1 files changed, 104 insertions, 41 deletions
diff --git a/llvm/utils/TableGen/DecoderEmitter.cpp b/llvm/utils/TableGen/DecoderEmitter.cpp
index e4992b9..354c2a7 100644
--- a/llvm/utils/TableGen/DecoderEmitter.cpp
+++ b/llvm/utils/TableGen/DecoderEmitter.cpp
@@ -23,6 +23,7 @@
 #include "llvm/ADT/STLExtras.h"
 #include "llvm/ADT/SetVector.h"
 #include "llvm/ADT/SmallBitVector.h"
+#include "llvm/ADT/SmallSet.h"
 #include "llvm/ADT/SmallString.h"
 #include "llvm/ADT/Statistic.h"
 #include "llvm/ADT/StringExtras.h"
@@ -93,6 +94,16 @@ static cl::opt<bool> UseFnTableInDecodeToMCInst(
         "of the generated code."),
     cl::init(false), cl::cat(DisassemblerEmitterCat));
 
+// Enabling this option requires use of different `InsnType` for different
+// bitwidths and defining `InsnBitWidth` template specialization for the
+// `InsnType` types used. Some common specializations are already defined in
+// MCDecoder.h.
+static cl::opt<bool> SpecializeDecodersPerBitwidth(
+    "specialize-decoders-per-bitwidth",
+    cl::desc("Specialize the generated `decodeToMCInst` function per bitwidth. "

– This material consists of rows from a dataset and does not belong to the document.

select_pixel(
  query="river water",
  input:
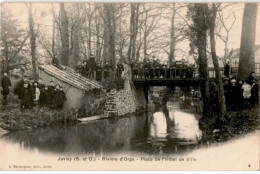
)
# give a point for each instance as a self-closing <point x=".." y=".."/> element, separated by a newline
<point x="170" y="129"/>
<point x="169" y="132"/>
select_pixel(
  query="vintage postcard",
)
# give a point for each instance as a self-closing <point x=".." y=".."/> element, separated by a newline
<point x="129" y="86"/>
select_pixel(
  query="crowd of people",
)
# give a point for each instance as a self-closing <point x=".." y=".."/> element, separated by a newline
<point x="155" y="69"/>
<point x="238" y="94"/>
<point x="32" y="93"/>
<point x="143" y="69"/>
<point x="94" y="70"/>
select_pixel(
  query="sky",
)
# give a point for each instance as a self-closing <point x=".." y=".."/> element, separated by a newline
<point x="19" y="11"/>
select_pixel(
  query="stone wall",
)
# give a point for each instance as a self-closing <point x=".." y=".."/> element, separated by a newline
<point x="131" y="98"/>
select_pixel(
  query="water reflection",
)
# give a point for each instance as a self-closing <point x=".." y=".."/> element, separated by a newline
<point x="172" y="128"/>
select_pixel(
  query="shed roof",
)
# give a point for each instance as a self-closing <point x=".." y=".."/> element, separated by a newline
<point x="70" y="77"/>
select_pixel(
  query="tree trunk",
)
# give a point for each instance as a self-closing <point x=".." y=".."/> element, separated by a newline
<point x="97" y="37"/>
<point x="110" y="32"/>
<point x="247" y="44"/>
<point x="172" y="45"/>
<point x="32" y="40"/>
<point x="64" y="35"/>
<point x="53" y="32"/>
<point x="211" y="22"/>
<point x="89" y="37"/>
<point x="133" y="31"/>
<point x="75" y="37"/>
<point x="201" y="44"/>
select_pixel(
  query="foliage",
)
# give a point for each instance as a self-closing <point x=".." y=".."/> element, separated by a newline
<point x="230" y="126"/>
<point x="13" y="41"/>
<point x="15" y="120"/>
<point x="111" y="83"/>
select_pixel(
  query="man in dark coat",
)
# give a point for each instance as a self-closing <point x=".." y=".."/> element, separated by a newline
<point x="226" y="93"/>
<point x="92" y="66"/>
<point x="226" y="69"/>
<point x="40" y="84"/>
<point x="50" y="93"/>
<point x="135" y="70"/>
<point x="254" y="93"/>
<point x="31" y="88"/>
<point x="107" y="68"/>
<point x="5" y="87"/>
<point x="233" y="94"/>
<point x="55" y="62"/>
<point x="79" y="68"/>
<point x="98" y="72"/>
<point x="63" y="98"/>
<point x="56" y="97"/>
<point x="25" y="96"/>
<point x="119" y="69"/>
<point x="19" y="85"/>
<point x="43" y="99"/>
<point x="146" y="67"/>
<point x="252" y="78"/>
<point x="85" y="69"/>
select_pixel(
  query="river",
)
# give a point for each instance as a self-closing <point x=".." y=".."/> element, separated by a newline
<point x="171" y="130"/>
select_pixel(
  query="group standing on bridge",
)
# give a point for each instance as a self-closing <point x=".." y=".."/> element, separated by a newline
<point x="238" y="94"/>
<point x="34" y="93"/>
<point x="140" y="70"/>
<point x="156" y="70"/>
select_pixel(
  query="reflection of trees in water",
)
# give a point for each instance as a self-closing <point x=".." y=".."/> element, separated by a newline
<point x="98" y="136"/>
<point x="106" y="136"/>
<point x="44" y="139"/>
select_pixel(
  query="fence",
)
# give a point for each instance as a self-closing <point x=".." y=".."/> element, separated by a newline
<point x="234" y="69"/>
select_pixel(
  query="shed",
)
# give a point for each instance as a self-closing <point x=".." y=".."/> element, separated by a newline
<point x="74" y="85"/>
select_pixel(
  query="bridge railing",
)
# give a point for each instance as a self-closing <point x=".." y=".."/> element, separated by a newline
<point x="181" y="73"/>
<point x="164" y="73"/>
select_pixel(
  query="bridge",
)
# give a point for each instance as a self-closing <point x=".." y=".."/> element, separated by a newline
<point x="166" y="77"/>
<point x="177" y="76"/>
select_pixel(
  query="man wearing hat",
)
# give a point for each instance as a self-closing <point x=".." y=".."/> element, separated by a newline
<point x="233" y="94"/>
<point x="106" y="70"/>
<point x="92" y="66"/>
<point x="5" y="87"/>
<point x="119" y="69"/>
<point x="98" y="72"/>
<point x="25" y="96"/>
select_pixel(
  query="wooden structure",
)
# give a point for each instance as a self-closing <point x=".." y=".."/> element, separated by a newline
<point x="73" y="84"/>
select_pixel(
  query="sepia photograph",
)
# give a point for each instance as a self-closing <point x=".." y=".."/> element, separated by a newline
<point x="129" y="86"/>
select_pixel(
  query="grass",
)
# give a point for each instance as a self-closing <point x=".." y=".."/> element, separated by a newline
<point x="236" y="123"/>
<point x="13" y="119"/>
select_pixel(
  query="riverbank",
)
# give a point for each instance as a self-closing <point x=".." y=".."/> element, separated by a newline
<point x="233" y="125"/>
<point x="13" y="119"/>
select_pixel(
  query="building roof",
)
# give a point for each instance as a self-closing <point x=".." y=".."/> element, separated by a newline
<point x="71" y="77"/>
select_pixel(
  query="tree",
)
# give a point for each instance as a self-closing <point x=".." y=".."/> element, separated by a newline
<point x="133" y="30"/>
<point x="64" y="32"/>
<point x="221" y="25"/>
<point x="172" y="44"/>
<point x="211" y="20"/>
<point x="32" y="35"/>
<point x="13" y="41"/>
<point x="247" y="44"/>
<point x="110" y="32"/>
<point x="198" y="38"/>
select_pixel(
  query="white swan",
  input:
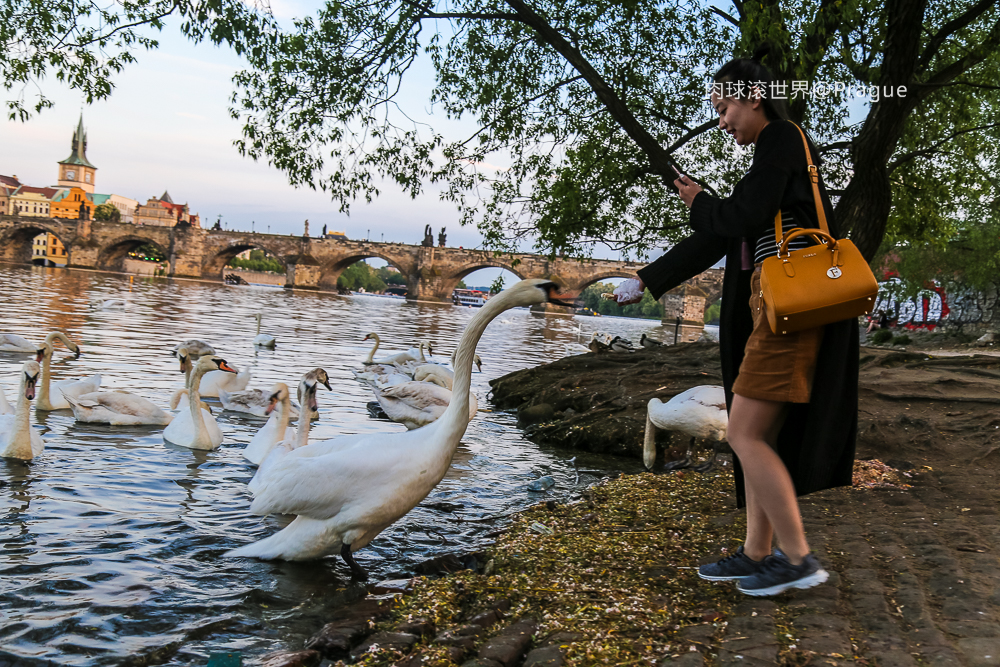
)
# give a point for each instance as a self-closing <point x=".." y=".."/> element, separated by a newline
<point x="118" y="408"/>
<point x="194" y="427"/>
<point x="15" y="343"/>
<point x="5" y="408"/>
<point x="300" y="438"/>
<point x="263" y="340"/>
<point x="347" y="490"/>
<point x="416" y="404"/>
<point x="213" y="381"/>
<point x="699" y="412"/>
<point x="275" y="430"/>
<point x="251" y="402"/>
<point x="441" y="375"/>
<point x="195" y="347"/>
<point x="17" y="439"/>
<point x="52" y="395"/>
<point x="400" y="357"/>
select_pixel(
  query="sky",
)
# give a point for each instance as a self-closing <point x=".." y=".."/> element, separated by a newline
<point x="166" y="127"/>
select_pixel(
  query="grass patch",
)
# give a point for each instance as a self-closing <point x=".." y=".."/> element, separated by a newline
<point x="619" y="569"/>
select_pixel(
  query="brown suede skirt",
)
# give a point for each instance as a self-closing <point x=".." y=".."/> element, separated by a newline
<point x="776" y="367"/>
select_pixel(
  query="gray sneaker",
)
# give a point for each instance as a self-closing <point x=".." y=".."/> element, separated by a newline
<point x="737" y="566"/>
<point x="776" y="575"/>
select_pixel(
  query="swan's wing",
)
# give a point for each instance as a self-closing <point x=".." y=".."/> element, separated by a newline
<point x="419" y="395"/>
<point x="380" y="468"/>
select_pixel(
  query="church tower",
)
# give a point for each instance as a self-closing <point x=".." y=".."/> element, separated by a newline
<point x="76" y="170"/>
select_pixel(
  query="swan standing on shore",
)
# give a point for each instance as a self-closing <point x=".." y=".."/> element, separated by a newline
<point x="347" y="490"/>
<point x="52" y="395"/>
<point x="17" y="439"/>
<point x="194" y="427"/>
<point x="699" y="412"/>
<point x="400" y="357"/>
<point x="15" y="343"/>
<point x="263" y="340"/>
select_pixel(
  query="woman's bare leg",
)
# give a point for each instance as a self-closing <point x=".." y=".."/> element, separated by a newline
<point x="771" y="500"/>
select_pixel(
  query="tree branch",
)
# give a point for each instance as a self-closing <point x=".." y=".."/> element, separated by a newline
<point x="726" y="16"/>
<point x="950" y="28"/>
<point x="976" y="55"/>
<point x="906" y="157"/>
<point x="659" y="159"/>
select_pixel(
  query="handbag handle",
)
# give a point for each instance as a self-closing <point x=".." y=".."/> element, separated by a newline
<point x="832" y="244"/>
<point x="814" y="179"/>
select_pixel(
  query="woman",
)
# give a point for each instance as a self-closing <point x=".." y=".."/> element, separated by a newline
<point x="790" y="435"/>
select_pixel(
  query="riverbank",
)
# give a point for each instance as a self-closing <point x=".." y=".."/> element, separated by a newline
<point x="913" y="404"/>
<point x="610" y="579"/>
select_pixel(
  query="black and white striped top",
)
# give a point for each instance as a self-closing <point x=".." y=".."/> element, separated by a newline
<point x="767" y="247"/>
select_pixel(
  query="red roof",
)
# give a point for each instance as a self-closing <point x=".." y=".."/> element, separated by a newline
<point x="48" y="193"/>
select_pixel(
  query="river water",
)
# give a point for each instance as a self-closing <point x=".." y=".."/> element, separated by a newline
<point x="110" y="541"/>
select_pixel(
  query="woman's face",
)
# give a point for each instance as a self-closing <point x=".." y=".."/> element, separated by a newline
<point x="743" y="119"/>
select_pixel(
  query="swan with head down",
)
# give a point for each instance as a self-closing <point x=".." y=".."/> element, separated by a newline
<point x="194" y="427"/>
<point x="345" y="491"/>
<point x="52" y="395"/>
<point x="293" y="439"/>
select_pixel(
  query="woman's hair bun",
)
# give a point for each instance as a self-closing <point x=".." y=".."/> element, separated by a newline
<point x="760" y="52"/>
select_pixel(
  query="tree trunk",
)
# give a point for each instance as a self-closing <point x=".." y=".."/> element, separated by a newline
<point x="865" y="205"/>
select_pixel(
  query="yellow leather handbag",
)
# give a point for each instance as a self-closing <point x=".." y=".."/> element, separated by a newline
<point x="814" y="286"/>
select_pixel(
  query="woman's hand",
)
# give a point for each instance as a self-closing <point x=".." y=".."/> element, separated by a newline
<point x="687" y="189"/>
<point x="641" y="288"/>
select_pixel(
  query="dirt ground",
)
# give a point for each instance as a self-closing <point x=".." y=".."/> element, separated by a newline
<point x="916" y="408"/>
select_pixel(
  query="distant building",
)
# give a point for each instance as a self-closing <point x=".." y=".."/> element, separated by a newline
<point x="8" y="184"/>
<point x="28" y="201"/>
<point x="76" y="170"/>
<point x="67" y="203"/>
<point x="163" y="212"/>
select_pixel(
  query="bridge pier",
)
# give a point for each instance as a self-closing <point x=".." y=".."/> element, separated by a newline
<point x="302" y="272"/>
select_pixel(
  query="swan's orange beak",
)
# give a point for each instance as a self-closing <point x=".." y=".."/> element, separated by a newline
<point x="29" y="388"/>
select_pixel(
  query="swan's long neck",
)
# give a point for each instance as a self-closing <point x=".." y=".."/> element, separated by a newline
<point x="194" y="404"/>
<point x="371" y="355"/>
<point x="305" y="418"/>
<point x="20" y="441"/>
<point x="43" y="390"/>
<point x="284" y="414"/>
<point x="456" y="417"/>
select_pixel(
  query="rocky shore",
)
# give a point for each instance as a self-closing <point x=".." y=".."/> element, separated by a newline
<point x="610" y="576"/>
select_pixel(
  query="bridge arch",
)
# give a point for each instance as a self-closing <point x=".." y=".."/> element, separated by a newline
<point x="16" y="241"/>
<point x="215" y="265"/>
<point x="598" y="277"/>
<point x="332" y="270"/>
<point x="115" y="251"/>
<point x="448" y="284"/>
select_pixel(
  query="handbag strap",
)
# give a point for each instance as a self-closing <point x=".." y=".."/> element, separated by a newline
<point x="814" y="179"/>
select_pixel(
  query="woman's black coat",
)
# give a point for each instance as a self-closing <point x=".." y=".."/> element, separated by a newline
<point x="818" y="439"/>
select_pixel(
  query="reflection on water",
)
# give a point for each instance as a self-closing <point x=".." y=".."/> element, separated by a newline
<point x="110" y="542"/>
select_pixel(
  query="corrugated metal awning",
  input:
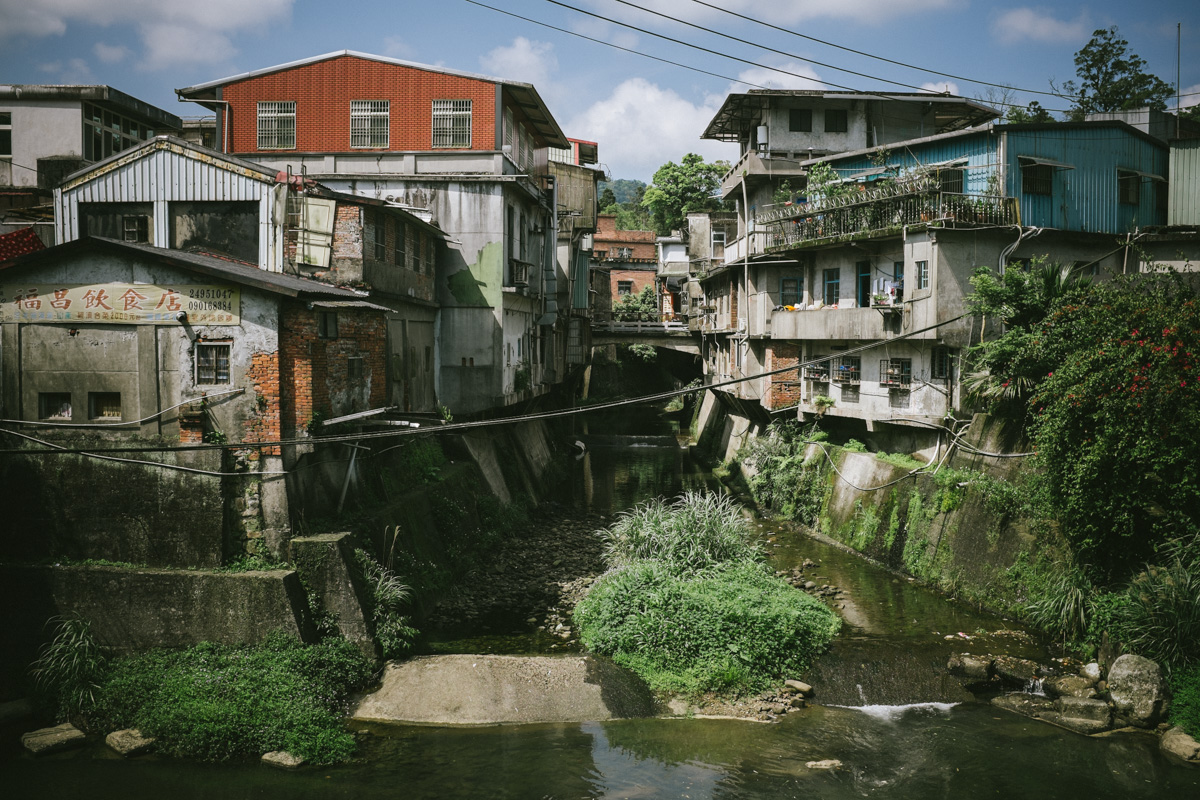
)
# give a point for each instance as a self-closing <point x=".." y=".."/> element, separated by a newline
<point x="1043" y="162"/>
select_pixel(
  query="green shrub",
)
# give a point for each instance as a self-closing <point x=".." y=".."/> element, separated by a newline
<point x="730" y="629"/>
<point x="1162" y="619"/>
<point x="1186" y="699"/>
<point x="695" y="531"/>
<point x="215" y="702"/>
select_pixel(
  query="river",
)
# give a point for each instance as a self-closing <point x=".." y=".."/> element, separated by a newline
<point x="897" y="725"/>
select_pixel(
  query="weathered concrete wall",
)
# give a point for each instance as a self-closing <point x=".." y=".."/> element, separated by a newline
<point x="327" y="564"/>
<point x="138" y="609"/>
<point x="72" y="506"/>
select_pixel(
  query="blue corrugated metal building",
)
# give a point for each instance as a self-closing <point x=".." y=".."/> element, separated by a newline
<point x="1103" y="176"/>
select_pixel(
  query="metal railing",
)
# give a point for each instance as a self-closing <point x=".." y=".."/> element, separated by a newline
<point x="803" y="224"/>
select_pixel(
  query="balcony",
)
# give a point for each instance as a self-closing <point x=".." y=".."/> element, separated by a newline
<point x="880" y="211"/>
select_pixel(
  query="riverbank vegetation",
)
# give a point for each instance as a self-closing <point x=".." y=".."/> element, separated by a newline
<point x="210" y="702"/>
<point x="689" y="605"/>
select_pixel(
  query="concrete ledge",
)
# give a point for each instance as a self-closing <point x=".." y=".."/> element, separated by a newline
<point x="138" y="609"/>
<point x="490" y="690"/>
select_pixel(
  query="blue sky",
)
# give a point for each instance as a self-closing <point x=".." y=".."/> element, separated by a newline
<point x="642" y="113"/>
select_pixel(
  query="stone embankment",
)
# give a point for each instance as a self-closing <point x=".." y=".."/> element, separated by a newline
<point x="1133" y="696"/>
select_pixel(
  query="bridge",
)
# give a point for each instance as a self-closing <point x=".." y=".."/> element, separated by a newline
<point x="672" y="336"/>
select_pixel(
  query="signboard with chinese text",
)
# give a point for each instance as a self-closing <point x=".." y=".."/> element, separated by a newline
<point x="137" y="304"/>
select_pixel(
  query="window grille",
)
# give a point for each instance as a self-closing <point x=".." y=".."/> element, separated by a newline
<point x="799" y="120"/>
<point x="136" y="228"/>
<point x="789" y="292"/>
<point x="370" y="122"/>
<point x="895" y="373"/>
<point x="922" y="275"/>
<point x="211" y="362"/>
<point x="1037" y="179"/>
<point x="837" y="120"/>
<point x="832" y="286"/>
<point x="1128" y="187"/>
<point x="451" y="124"/>
<point x="941" y="364"/>
<point x="847" y="370"/>
<point x="103" y="405"/>
<point x="277" y="125"/>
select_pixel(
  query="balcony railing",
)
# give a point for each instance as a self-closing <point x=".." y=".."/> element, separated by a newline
<point x="823" y="222"/>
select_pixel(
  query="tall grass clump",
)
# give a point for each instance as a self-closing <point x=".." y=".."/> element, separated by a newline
<point x="71" y="668"/>
<point x="689" y="605"/>
<point x="215" y="702"/>
<point x="388" y="602"/>
<point x="695" y="531"/>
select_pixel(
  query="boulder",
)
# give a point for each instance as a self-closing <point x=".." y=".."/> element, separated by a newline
<point x="1179" y="744"/>
<point x="1138" y="690"/>
<point x="969" y="666"/>
<point x="282" y="759"/>
<point x="1030" y="705"/>
<point x="52" y="740"/>
<point x="1017" y="672"/>
<point x="1081" y="715"/>
<point x="1069" y="686"/>
<point x="129" y="741"/>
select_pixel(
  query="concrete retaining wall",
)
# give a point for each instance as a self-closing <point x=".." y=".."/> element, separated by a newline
<point x="139" y="609"/>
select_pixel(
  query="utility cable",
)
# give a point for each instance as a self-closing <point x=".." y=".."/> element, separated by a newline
<point x="617" y="47"/>
<point x="91" y="453"/>
<point x="769" y="49"/>
<point x="508" y="420"/>
<point x="877" y="58"/>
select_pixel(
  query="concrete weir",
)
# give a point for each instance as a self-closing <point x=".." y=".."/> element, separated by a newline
<point x="491" y="690"/>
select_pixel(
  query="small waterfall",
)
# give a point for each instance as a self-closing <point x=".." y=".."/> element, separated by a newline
<point x="880" y="673"/>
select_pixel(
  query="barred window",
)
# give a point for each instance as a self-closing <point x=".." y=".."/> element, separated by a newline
<point x="277" y="125"/>
<point x="451" y="124"/>
<point x="370" y="122"/>
<point x="211" y="364"/>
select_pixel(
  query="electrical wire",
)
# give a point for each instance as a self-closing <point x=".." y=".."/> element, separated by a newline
<point x="509" y="420"/>
<point x="877" y="58"/>
<point x="769" y="49"/>
<point x="616" y="47"/>
<point x="119" y="425"/>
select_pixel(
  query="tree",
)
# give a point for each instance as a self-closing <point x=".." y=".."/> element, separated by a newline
<point x="1031" y="113"/>
<point x="1113" y="79"/>
<point x="681" y="188"/>
<point x="1108" y="388"/>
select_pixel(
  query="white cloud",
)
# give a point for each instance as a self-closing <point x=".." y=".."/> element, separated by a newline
<point x="397" y="48"/>
<point x="786" y="76"/>
<point x="173" y="31"/>
<point x="72" y="71"/>
<point x="1032" y="24"/>
<point x="640" y="126"/>
<point x="943" y="86"/>
<point x="783" y="13"/>
<point x="111" y="53"/>
<point x="525" y="60"/>
<point x="1189" y="96"/>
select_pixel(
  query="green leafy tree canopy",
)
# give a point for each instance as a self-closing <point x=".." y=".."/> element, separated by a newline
<point x="1113" y="79"/>
<point x="681" y="188"/>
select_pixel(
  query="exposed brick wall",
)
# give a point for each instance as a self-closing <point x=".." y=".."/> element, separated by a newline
<point x="641" y="278"/>
<point x="785" y="388"/>
<point x="264" y="422"/>
<point x="323" y="92"/>
<point x="313" y="371"/>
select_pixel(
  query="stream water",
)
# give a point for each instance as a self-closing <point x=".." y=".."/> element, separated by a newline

+             "Helps reduce the code size."),
+    cl::init(false), cl::cat(DisassemblerEmitterCat));
+
 STATISTIC(NumEncodings, "Number of encodings considered");
 STATISTIC(NumEncodingsLackingDisasm,
           "Number of encodings without disassembler info");
@@ -360,7 +371,8 @@ public:
   void emitPredicateFunction(formatted_raw_ostream &OS,
                              PredicateSet &Predicates) const;
   void emitDecoderFunction(formatted_raw_ostream &OS,
-                           DecoderSet &Decoders) const;
+                           const DecoderSet &Decoders,
+                           unsigned BucketBitWidth) const;
 
   // run - Output the code emitter
   void run(raw_ostream &o) const;
@@ -930,7 +942,8 @@ void DecoderEmitter::emitPredicateFunction(formatted_raw_ostream &OS,
 }
 
 void DecoderEmitter::emitDecoderFunction(formatted_raw_ostream &OS,
-                                         DecoderSet &Decoders) const {
+                                         const DecoderSet &Decoders,
+                                         unsigned BucketBitWidth) const {
   // The decoder function is just a big switch statement or a table of function
   // pointers based on the input decoder index.
 
@@ -944,12 +957,32 @@ void DecoderEmitter::emitDecoderFunction(formatted_raw_ostream &OS,
       "DecodeStatus S, InsnType insn, MCInst &MI, uint64_t Address, const "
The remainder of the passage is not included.